Pets can help our mental well-being

Pets can help reduce isolation and loneliness and alleviate low mood

Pets can help reduce isolation and loneliness and alleviate low mood

As we have already learned, psychologists investigating how people form attachments with pets recognise similar qualities and relational patterns in pet-people relationships as human attachments, e.g. pets being perceived as a secure base (in providing a source of consistent unconditional positive regard and affection). Pets can help reduce isolation and loneliness – two big factors important to our psychological health and wellbeing. Most of us talk to our pets and in doing so we are able to externalise (put our thoughts and feelings into words) some of our worries and more difficult emotions with the confidence we will not be judged or rejected. In this respect, pets provide us with a form of social support and this in turn can bolster our self-esteem and improve our self-concept.
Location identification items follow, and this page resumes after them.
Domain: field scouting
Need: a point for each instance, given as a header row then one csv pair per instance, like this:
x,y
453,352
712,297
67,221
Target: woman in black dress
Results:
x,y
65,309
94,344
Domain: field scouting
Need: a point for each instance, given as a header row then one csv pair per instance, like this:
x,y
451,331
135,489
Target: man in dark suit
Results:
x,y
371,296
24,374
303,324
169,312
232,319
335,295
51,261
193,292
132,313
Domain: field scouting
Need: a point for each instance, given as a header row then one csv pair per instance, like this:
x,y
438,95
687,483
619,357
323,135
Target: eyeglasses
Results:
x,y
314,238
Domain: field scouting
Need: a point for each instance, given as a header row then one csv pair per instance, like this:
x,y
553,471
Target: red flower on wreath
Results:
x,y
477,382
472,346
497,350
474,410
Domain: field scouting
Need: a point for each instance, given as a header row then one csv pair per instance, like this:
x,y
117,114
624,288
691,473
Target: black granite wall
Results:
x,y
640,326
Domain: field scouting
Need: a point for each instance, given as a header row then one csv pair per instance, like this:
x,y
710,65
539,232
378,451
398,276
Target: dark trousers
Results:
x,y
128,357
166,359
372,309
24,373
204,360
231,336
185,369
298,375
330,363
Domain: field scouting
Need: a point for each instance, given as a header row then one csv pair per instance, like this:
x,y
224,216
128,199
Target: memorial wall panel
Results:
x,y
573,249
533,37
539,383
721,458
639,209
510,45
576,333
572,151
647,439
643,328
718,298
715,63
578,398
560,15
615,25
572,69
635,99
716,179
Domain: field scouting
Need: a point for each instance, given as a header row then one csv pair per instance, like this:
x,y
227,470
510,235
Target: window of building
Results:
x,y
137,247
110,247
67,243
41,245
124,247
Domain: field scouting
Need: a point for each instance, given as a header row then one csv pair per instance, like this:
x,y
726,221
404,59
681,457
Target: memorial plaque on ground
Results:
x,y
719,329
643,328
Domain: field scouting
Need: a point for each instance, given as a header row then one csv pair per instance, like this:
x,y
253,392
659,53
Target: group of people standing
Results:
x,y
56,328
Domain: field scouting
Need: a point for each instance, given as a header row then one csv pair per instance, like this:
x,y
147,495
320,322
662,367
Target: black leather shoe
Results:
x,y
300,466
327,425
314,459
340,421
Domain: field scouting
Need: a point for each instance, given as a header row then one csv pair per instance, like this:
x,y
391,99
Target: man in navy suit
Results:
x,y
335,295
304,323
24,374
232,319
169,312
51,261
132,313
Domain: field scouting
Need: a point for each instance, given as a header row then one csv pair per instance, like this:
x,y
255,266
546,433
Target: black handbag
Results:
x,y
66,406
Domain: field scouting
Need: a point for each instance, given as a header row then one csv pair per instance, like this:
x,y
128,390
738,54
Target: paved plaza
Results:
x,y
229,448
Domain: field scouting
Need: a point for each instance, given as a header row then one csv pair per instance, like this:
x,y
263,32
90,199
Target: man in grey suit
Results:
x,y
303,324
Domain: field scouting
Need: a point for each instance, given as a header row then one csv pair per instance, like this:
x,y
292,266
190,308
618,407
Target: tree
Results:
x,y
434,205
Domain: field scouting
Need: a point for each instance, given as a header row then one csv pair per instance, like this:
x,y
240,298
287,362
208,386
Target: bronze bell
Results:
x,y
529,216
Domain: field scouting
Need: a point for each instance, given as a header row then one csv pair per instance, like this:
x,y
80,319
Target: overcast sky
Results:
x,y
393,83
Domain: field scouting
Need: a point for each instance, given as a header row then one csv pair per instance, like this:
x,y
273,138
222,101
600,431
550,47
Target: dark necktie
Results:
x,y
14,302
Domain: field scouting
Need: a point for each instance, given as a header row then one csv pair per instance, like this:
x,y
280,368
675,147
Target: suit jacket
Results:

In having a pet dependent on us for their care and welfare, we also have an outward focus; when we become depressed our focus becomes very much inward (e.g. ruminating on negative thoughts and beliefs), but pets can provide a source of positive distraction and an opportunity for us to feel valued, competent and worthwhile. For people living alone or who are housebound, caring for a pet can also provide a sense of purpose and motivation, which can be very important in alleviating and preventing low mood.

People with pets tend to be more physically healthy and have fewer visits to their GPs

People with pets tend to be more physically healthy and have fewer visits to their GPs

Studies also show that people with pets tend to be more physically healthy and have fewer visits to their GPs; if we have a dog it gets us outside. Being outside can elevate our mood, and offer opportunities for meeting people we might otherwise never come into contact with. Our pets also provide a neutral topic for conversation; we are actually more likely to interpret someone as approachable and ‘safe’ if they have a pet. As adults it is also sadly too easy for us to lose our ability for fun and chance to play! Our pets make us laugh and provide safe opportunities for us to be spontaneous and connect with our inner-child.

Dispelling a few myths

There are some pervading myths about people who are highly attached to their pets. Whilst research shows that some people who have experienced extreme trauma (e.g. childhood sexual abuse) and who tend to experience detachment from immediate surroundings and reality as a form of psychological defence, may form very strong attachments with pets, there is actually no evidence whatsoever to support that close attachments with pets are substitutes for human relationships. In fact the opposite has been shown; that those of us with strong attachments to pets also have strong human attachments.

We most often describe our companion animals as family members, typically relating to them as siblings or sometimes child-like beings (because of their dependency on us for their care and welfare). We do however need to keep in mind that all of us have our own unique personalities and attachment styles which in many respects influences how we will relate to our pets and ultimately determines our decision about whether we want to share our lives with other animals or not.

But, what is clear from the evidence to date is that responsible pet ownership can confer some very real human health benefits.